Experts: Many interviewees underscored the importance of having reliable, steady epidemiologists and statisticians on call before the pandemic. Experts were important in understanding the data and analyzing it, which gave journalists more time and freedom to push back against formulaic reporting.
Expressing error: The gaps, the caveats, and the limited availability of data required reporters to be cautious. Many reported that they made a point to include the possibility of error and variability within their visualization. At the same time, not all media organizations and researchers presented the margin of error, often citing a cost-benefit analysis of providing vital information over perfectionism.
Professional Growth: Many data journalists and visualizers reported feeling more valued today inside and outside their newsrooms than before the pandemic began. They believed their work was more important and better understood in 2020 than years prior.
Findings on data sources
With the exception of those based in East Asia, most of the professionals we interviewed were following the evolution of the coronavirus spread through major US and UK-based media outlets. Johns Hopkins University (JHU), the European Centre for Disease Prevention and Control (ECDC), wire services and Twitter were also preferred sources. The first data many newsrooms used came from the JHU dashboard, a regularly updated tracker that stood out because “it was well sourced and verifiable with sources on the ground,” said an editor based in Qatar. However, none of these sources was entirely reliable.

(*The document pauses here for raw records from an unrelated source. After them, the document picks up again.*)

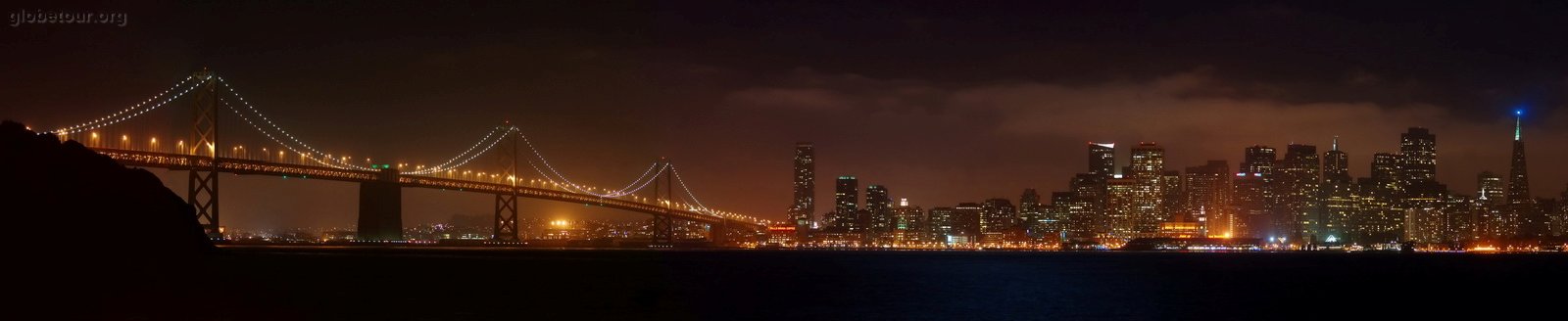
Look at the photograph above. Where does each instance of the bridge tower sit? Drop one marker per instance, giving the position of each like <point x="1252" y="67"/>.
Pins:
<point x="203" y="193"/>
<point x="663" y="227"/>
<point x="507" y="203"/>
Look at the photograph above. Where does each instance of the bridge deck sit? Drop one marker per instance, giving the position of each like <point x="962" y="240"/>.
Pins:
<point x="245" y="166"/>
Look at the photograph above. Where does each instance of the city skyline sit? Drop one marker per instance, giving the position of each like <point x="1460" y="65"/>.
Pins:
<point x="941" y="125"/>
<point x="1298" y="201"/>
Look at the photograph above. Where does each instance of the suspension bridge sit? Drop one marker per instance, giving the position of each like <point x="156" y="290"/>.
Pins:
<point x="380" y="185"/>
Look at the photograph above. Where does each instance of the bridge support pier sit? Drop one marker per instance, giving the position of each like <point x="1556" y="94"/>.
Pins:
<point x="718" y="234"/>
<point x="381" y="208"/>
<point x="203" y="195"/>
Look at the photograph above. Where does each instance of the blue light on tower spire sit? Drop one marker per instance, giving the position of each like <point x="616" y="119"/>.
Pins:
<point x="1518" y="117"/>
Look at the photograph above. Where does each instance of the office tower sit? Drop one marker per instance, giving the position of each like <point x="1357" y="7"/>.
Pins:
<point x="846" y="206"/>
<point x="998" y="216"/>
<point x="1338" y="196"/>
<point x="1298" y="193"/>
<point x="1419" y="154"/>
<point x="1102" y="159"/>
<point x="966" y="219"/>
<point x="1382" y="215"/>
<point x="1149" y="172"/>
<point x="1439" y="223"/>
<point x="1254" y="193"/>
<point x="1173" y="204"/>
<point x="1121" y="208"/>
<point x="908" y="223"/>
<point x="1055" y="221"/>
<point x="1086" y="215"/>
<point x="1031" y="213"/>
<point x="1490" y="210"/>
<point x="878" y="215"/>
<point x="940" y="223"/>
<point x="1560" y="219"/>
<point x="805" y="188"/>
<point x="1520" y="203"/>
<point x="1207" y="198"/>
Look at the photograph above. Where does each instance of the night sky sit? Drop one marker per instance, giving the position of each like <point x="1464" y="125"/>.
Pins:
<point x="940" y="101"/>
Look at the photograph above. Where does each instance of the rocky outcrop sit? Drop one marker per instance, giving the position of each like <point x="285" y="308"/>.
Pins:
<point x="93" y="239"/>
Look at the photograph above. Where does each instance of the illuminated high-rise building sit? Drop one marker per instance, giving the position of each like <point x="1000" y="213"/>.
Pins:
<point x="998" y="216"/>
<point x="1298" y="193"/>
<point x="805" y="204"/>
<point x="941" y="223"/>
<point x="1490" y="208"/>
<point x="908" y="223"/>
<point x="1521" y="206"/>
<point x="1149" y="172"/>
<point x="1418" y="149"/>
<point x="1207" y="198"/>
<point x="1560" y="219"/>
<point x="1032" y="213"/>
<point x="1175" y="200"/>
<point x="1121" y="208"/>
<point x="966" y="219"/>
<point x="1057" y="223"/>
<point x="1254" y="195"/>
<point x="1382" y="215"/>
<point x="877" y="216"/>
<point x="846" y="206"/>
<point x="1102" y="159"/>
<point x="1338" y="196"/>
<point x="1086" y="213"/>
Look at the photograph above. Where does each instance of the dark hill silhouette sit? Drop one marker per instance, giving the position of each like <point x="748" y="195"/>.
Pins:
<point x="94" y="239"/>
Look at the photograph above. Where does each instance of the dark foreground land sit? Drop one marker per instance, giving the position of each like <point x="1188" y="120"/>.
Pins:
<point x="499" y="284"/>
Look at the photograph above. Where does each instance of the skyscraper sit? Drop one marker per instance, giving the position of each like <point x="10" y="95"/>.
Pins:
<point x="908" y="223"/>
<point x="1086" y="215"/>
<point x="1298" y="193"/>
<point x="805" y="188"/>
<point x="1055" y="221"/>
<point x="1520" y="203"/>
<point x="941" y="223"/>
<point x="1031" y="213"/>
<point x="1207" y="198"/>
<point x="1419" y="154"/>
<point x="1102" y="159"/>
<point x="1175" y="200"/>
<point x="1121" y="208"/>
<point x="1149" y="171"/>
<point x="966" y="219"/>
<point x="878" y="215"/>
<point x="846" y="204"/>
<point x="1490" y="210"/>
<point x="1254" y="193"/>
<point x="1338" y="196"/>
<point x="1382" y="215"/>
<point x="998" y="216"/>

Some journalists quickly realized that even data from the most trustworthy sources, such as JHU and the ECDC, had issues with accuracy and timeliness, which limited their use. But many others didn’t recognize these problems or couldn’t find suitable alternatives.

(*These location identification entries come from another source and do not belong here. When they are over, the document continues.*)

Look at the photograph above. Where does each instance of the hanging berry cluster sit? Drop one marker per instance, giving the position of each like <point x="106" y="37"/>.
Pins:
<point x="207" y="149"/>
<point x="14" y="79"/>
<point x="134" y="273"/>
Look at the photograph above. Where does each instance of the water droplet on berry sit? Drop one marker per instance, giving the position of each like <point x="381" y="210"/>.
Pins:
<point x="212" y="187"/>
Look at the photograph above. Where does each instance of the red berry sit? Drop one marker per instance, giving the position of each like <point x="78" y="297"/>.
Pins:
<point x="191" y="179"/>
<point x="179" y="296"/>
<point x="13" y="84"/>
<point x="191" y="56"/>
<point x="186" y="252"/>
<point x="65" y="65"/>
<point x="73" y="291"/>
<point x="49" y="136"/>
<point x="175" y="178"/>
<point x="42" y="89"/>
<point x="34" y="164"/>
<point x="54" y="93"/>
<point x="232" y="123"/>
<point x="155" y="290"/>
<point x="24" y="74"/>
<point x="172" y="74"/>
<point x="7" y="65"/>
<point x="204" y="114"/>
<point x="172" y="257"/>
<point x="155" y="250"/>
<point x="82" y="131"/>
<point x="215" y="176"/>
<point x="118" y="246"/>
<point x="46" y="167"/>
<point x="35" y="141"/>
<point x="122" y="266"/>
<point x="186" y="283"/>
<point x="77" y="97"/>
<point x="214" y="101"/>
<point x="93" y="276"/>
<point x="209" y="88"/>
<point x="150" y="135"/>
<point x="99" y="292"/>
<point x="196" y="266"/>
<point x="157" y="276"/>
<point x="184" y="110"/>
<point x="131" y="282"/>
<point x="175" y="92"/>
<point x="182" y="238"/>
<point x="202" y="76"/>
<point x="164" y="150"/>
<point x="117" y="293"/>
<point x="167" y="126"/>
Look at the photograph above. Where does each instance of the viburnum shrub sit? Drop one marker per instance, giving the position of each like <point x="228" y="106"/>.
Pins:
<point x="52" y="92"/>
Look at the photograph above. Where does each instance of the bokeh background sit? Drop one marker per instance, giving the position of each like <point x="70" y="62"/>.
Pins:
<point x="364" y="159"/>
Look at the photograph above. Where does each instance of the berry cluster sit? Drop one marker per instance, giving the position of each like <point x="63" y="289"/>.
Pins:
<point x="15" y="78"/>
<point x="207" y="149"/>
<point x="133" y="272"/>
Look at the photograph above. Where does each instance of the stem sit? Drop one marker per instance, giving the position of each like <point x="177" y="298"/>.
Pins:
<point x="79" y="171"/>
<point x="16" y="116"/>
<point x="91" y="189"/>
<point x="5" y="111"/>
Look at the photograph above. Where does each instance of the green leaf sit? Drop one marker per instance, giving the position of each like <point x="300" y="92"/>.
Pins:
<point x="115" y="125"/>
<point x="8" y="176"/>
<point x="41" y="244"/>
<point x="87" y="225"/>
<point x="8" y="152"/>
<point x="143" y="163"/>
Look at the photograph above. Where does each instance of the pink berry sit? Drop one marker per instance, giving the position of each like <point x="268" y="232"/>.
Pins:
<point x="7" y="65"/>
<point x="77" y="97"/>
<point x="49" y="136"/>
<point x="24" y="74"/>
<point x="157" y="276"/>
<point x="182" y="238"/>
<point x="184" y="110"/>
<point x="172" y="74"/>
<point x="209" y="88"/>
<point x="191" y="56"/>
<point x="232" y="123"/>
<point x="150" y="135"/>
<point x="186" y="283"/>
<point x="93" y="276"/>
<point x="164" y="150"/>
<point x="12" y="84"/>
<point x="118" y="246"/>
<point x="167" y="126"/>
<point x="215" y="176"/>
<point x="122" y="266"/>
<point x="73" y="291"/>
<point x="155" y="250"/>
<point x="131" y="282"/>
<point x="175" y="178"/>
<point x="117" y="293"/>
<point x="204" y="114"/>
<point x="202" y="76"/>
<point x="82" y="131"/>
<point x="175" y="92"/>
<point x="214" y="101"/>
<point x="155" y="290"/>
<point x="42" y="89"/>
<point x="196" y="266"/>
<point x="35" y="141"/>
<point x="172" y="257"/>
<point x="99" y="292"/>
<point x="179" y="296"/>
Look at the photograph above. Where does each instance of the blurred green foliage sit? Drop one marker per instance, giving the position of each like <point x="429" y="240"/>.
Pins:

Even as outlets and research organizations began to build their own trackers, hardly anyone approached primary sources like doctors and hospitals to produce original databases. Our interviewees cited time constraints, and lack of skills and resources as reasons why data sourcing was narrow in the early days of the pandemic.
Most coronavirus data trackers include cases and deaths variables to show the spread of the virus. These types of visual data trackers became popular early on because they were simple to follow. But across the world, cases (and therefore charts and graphics) were not always accurate because of the variation in availability of tests and vast underreporting in many countries. Deaths caused by the virus were not always precise due to the lag on reporting them and the unnoticed deaths at the beginning of the pandemic.

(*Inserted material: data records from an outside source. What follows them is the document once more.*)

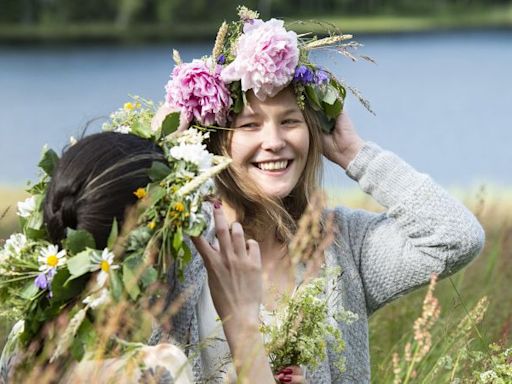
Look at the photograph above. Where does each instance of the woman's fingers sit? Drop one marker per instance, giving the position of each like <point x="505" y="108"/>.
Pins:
<point x="253" y="251"/>
<point x="222" y="229"/>
<point x="207" y="252"/>
<point x="238" y="240"/>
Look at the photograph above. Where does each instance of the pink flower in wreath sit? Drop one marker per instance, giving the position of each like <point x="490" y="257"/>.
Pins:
<point x="266" y="57"/>
<point x="198" y="91"/>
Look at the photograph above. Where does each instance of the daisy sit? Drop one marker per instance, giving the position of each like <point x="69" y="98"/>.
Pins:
<point x="25" y="208"/>
<point x="105" y="265"/>
<point x="51" y="258"/>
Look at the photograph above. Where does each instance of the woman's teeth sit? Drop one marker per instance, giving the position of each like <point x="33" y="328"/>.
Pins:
<point x="273" y="165"/>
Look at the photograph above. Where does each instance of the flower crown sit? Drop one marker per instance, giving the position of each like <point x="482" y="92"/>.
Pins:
<point x="38" y="278"/>
<point x="262" y="56"/>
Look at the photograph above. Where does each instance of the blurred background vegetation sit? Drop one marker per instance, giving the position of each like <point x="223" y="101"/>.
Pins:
<point x="28" y="20"/>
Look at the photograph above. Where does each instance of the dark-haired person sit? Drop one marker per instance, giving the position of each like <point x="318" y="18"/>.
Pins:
<point x="94" y="183"/>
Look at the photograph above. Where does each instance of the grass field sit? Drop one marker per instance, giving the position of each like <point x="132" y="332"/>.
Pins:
<point x="453" y="353"/>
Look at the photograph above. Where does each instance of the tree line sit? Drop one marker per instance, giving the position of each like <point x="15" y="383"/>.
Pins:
<point x="127" y="12"/>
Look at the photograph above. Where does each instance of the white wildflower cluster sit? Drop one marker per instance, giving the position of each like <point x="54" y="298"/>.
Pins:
<point x="194" y="153"/>
<point x="25" y="208"/>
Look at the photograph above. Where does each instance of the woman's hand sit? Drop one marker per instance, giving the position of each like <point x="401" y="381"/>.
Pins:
<point x="234" y="272"/>
<point x="292" y="374"/>
<point x="236" y="286"/>
<point x="342" y="145"/>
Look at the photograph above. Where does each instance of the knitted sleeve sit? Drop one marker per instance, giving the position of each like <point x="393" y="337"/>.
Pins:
<point x="423" y="231"/>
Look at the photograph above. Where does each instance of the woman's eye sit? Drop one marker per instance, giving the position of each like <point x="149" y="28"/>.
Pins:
<point x="248" y="125"/>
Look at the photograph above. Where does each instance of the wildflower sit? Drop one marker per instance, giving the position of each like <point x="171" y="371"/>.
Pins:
<point x="266" y="57"/>
<point x="94" y="301"/>
<point x="122" y="129"/>
<point x="179" y="207"/>
<point x="199" y="92"/>
<point x="15" y="244"/>
<point x="44" y="279"/>
<point x="303" y="75"/>
<point x="194" y="153"/>
<point x="140" y="193"/>
<point x="152" y="225"/>
<point x="25" y="208"/>
<point x="247" y="15"/>
<point x="321" y="77"/>
<point x="105" y="265"/>
<point x="51" y="258"/>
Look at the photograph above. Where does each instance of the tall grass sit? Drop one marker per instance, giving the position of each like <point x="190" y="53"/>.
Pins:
<point x="391" y="328"/>
<point x="456" y="350"/>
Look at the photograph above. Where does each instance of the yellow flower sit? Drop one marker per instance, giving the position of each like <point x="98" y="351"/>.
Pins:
<point x="140" y="193"/>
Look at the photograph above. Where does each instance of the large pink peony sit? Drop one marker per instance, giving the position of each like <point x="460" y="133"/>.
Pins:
<point x="266" y="57"/>
<point x="198" y="91"/>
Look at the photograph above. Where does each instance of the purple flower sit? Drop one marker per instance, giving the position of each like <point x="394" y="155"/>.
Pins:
<point x="303" y="75"/>
<point x="41" y="281"/>
<point x="321" y="77"/>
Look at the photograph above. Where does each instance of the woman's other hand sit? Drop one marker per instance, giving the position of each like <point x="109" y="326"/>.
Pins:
<point x="342" y="145"/>
<point x="292" y="375"/>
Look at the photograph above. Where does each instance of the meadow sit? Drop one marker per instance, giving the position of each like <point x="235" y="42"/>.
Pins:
<point x="447" y="338"/>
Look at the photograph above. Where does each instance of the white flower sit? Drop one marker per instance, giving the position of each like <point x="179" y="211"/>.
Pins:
<point x="123" y="129"/>
<point x="194" y="153"/>
<point x="15" y="244"/>
<point x="51" y="258"/>
<point x="105" y="265"/>
<point x="94" y="301"/>
<point x="25" y="208"/>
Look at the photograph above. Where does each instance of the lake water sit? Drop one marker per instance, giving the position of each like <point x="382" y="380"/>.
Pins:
<point x="443" y="102"/>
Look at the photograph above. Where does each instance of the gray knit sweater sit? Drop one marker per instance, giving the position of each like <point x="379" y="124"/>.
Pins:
<point x="383" y="256"/>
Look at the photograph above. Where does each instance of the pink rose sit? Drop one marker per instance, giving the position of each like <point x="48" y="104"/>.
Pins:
<point x="266" y="57"/>
<point x="197" y="90"/>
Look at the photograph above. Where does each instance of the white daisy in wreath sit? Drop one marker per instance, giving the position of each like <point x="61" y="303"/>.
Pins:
<point x="51" y="258"/>
<point x="105" y="264"/>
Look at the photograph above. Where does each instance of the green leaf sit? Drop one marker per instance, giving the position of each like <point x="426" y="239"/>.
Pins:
<point x="78" y="240"/>
<point x="49" y="161"/>
<point x="64" y="289"/>
<point x="149" y="276"/>
<point x="141" y="130"/>
<point x="170" y="123"/>
<point x="158" y="171"/>
<point x="312" y="95"/>
<point x="130" y="282"/>
<point x="30" y="290"/>
<point x="114" y="232"/>
<point x="330" y="96"/>
<point x="177" y="239"/>
<point x="116" y="285"/>
<point x="333" y="110"/>
<point x="80" y="264"/>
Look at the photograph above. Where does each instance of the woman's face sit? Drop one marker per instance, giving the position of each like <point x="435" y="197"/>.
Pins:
<point x="271" y="142"/>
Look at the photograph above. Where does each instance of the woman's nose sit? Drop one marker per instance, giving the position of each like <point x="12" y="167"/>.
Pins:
<point x="273" y="138"/>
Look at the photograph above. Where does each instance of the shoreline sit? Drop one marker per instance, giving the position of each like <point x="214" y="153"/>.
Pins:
<point x="108" y="33"/>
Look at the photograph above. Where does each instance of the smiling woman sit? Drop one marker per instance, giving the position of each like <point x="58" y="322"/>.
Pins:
<point x="283" y="114"/>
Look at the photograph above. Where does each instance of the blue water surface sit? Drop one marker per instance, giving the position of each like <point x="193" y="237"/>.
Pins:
<point x="442" y="101"/>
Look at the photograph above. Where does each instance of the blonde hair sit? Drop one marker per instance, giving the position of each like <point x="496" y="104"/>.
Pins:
<point x="256" y="211"/>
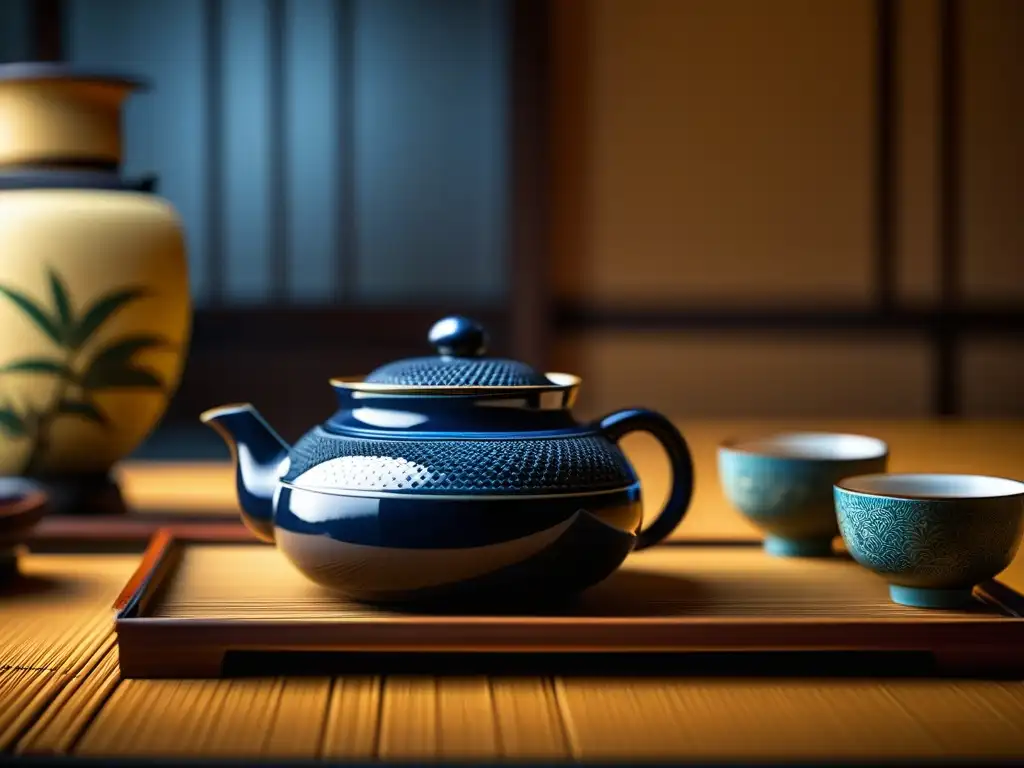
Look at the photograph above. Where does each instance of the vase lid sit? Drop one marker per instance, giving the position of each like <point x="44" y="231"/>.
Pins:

Trackers that followed cases and death were more popular than those that measured hospitalizations or incidence rates. By nature, this data is more complex to measure and explain, making it harder to represent visually. And despite hospitalizations being one of the best ways to explain the evolution of the pandemic and its risks, this data wasn't widely available until much later in the pandemic.
Covering the pandemic—one of the most unprecedented news events in modern memory—was a tremendous challenge for data professionals all over the world. It was also an opportunity for data and visual journalism to populate the homepages of nearly every single media outlet across the globe. As the demand and need for data visualizations of the pandemic grew, so too did this type of journalism’s influence. To explain the pandemic in accessible ways, reporters developed a very particular visual language summarizing the spread of the virus, while also explaining risks and distilling new terms such as “herd immunity” and “flattening the curve.” The recognition and importance that analysis and visualization has received during the pandemic in media organizations should become a powerful argument to tell other data heavy stories in the future.
Editor’s Note: A full version of this report is set to be released through the Tow Center later this summer.